One could fill a small library with the published studies examining whether alcohol consumption has specific health benefits or detriments. The evidence to date suggests that moderate alcohol consumption may be protective against heart attack and stroke, but the reasons why are unclear.
Most of the studies focused on specific components of alcohol rather than on the drinkers themselves. Following a series of reports suggesting that Danes who drink wine in moderation were healthier than others who either drink beer or abstain, Reinisch and Danish colleagues conducted a study designed to identify possible social, mental, and/or personality characteristics that might explain the differences.
They studied nearly 700 Danish men and women between the ages of 29 and 34. The participants were interviewed about their drinking habits, health behaviors, social status, and educational levels, and were subjected to a battery of personality and intelligence tests.
The researchers found that wine drinkers tend to have higher IQs, higher socioeconomic status, and better-educated parents than beer drinkers. Wine drinkers also appeared to be more mentally stable, and less likely than beer drinkers to engage in risky health behaviors.
"Our results suggest that wine drinking is associated with optimal social, intellectual, and personality functioning, while beer drinking is associated with suboptimal characteristics," the authors write in the Aug. 13/27 issue of the journal Archives of Internal Medicine.

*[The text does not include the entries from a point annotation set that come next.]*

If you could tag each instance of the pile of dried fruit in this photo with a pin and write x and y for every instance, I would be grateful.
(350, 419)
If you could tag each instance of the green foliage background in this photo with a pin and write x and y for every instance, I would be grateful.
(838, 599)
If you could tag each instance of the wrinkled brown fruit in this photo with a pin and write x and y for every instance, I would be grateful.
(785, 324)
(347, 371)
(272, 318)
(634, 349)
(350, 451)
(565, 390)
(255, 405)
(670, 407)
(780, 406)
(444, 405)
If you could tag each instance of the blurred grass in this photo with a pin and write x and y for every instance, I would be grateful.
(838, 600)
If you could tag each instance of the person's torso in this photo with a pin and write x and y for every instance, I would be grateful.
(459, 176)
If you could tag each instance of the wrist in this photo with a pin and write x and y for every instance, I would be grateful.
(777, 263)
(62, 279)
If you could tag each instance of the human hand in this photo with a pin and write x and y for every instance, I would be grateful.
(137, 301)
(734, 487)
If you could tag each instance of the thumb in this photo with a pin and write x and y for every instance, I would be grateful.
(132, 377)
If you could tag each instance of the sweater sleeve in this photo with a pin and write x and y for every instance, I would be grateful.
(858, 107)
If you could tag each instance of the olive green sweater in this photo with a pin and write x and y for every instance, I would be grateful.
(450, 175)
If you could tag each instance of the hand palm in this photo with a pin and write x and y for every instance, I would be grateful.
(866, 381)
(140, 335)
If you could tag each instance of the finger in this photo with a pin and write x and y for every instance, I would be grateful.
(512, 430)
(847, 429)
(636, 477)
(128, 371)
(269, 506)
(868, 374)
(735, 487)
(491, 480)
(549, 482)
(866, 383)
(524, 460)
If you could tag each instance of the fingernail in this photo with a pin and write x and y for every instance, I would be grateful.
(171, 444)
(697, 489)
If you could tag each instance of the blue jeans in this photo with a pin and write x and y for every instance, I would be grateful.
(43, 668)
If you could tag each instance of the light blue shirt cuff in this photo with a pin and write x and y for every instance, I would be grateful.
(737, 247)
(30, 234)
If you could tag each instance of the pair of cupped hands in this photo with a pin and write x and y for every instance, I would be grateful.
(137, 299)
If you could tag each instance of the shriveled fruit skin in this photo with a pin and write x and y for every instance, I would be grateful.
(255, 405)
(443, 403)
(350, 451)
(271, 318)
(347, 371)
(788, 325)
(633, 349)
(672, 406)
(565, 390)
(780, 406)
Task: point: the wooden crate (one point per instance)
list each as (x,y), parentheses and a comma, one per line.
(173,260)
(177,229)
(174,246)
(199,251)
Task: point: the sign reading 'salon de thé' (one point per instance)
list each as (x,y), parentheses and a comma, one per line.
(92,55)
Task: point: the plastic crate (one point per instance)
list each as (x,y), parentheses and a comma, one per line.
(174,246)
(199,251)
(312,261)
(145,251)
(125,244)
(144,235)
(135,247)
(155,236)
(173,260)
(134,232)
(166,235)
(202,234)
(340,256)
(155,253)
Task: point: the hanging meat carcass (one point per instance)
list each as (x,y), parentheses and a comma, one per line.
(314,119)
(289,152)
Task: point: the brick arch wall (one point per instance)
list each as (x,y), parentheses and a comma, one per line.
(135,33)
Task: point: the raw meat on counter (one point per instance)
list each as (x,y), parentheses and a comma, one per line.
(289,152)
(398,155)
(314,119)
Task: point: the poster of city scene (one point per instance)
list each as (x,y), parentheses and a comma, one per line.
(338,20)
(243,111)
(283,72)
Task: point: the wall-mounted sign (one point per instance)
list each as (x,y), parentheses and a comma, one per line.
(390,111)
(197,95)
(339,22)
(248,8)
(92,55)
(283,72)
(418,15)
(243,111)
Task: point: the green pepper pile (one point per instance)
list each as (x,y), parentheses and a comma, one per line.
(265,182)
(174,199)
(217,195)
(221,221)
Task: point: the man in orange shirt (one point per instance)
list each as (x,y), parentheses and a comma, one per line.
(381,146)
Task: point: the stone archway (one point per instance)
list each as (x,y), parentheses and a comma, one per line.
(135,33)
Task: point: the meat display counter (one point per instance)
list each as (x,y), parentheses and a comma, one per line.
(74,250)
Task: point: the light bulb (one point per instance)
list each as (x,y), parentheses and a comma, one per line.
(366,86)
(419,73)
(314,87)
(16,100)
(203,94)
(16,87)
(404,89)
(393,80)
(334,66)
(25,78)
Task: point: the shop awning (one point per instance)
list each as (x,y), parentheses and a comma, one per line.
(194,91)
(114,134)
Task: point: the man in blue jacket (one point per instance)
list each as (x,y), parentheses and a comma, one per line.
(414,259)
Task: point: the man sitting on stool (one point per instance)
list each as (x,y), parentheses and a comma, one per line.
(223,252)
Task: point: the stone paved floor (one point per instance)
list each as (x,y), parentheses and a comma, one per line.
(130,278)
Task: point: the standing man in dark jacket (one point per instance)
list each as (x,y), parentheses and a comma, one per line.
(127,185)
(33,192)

"The quite large IQ differences, particularly in males, surprised us," says study author Erik L. Mortensen, PhD, with the Institute of Preventive Medicine and department of health psychology at the University of Copenhagen.
"Secondly," he tells WebMD, "the fact that all differences between beer and wine drinkers consistently favored wine drinkers -- these results were more consistent than I expected." He speculates that wine drinkers may make healthier choices, such as eating fruits and vegetables and avoiding smoking.

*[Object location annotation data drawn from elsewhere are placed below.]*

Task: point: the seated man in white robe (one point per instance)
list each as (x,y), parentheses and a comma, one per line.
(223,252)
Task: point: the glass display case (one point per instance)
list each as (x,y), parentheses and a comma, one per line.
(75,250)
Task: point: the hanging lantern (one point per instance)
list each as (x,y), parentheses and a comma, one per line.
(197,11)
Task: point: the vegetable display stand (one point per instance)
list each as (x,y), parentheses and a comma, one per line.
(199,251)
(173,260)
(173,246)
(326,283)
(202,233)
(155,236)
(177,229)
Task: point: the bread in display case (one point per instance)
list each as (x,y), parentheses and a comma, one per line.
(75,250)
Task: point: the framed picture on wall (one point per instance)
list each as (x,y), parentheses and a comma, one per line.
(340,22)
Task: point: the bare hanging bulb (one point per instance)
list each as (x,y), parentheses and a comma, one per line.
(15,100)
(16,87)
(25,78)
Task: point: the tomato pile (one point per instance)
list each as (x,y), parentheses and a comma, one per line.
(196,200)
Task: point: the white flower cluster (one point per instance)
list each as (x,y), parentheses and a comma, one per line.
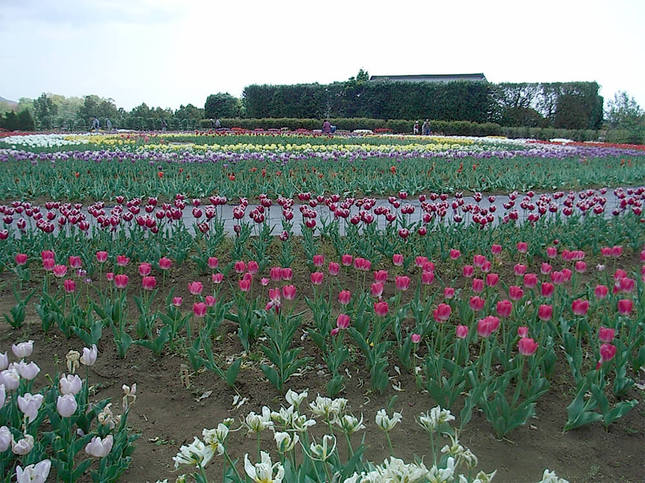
(43,141)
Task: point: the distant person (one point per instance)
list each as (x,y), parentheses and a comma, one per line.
(425,129)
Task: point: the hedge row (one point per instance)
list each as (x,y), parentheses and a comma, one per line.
(449,128)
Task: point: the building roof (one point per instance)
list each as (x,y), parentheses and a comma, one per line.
(430,78)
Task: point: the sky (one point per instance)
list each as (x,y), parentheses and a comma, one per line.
(171,52)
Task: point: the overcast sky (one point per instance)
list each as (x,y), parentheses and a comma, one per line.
(166,53)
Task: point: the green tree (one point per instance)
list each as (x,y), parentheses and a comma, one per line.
(221,105)
(45,111)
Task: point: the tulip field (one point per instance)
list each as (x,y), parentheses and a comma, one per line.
(284,306)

"It may not be the beverage you drink; it may be who drinks that beverage," agrees Reinisch.
But a doctor who studies the effects of alcohol on health tells WebMD that education and social status can't explain away all of the health differences seen between moderate drinkers and abstainers or abusers.
"This paper points to the fact that when we do study alcohol and any disease, we have to be very careful to look at socioeconomic status, dietary patterns, physical activity, and all sorts of lifestyle parameters," says Eric B. Rimm, ScD, associate professor of epidemiology and nutrition at the Harvard School of Public Health in Boston. "But I've spent the last 13 or 14 years studying the effects of alcohol on chronic disease, particularly coronary heart disease, and there's no question in my mind from 60 or 70 ... studies that I've looked at that alcohol in moderation lowers coronary heart disease."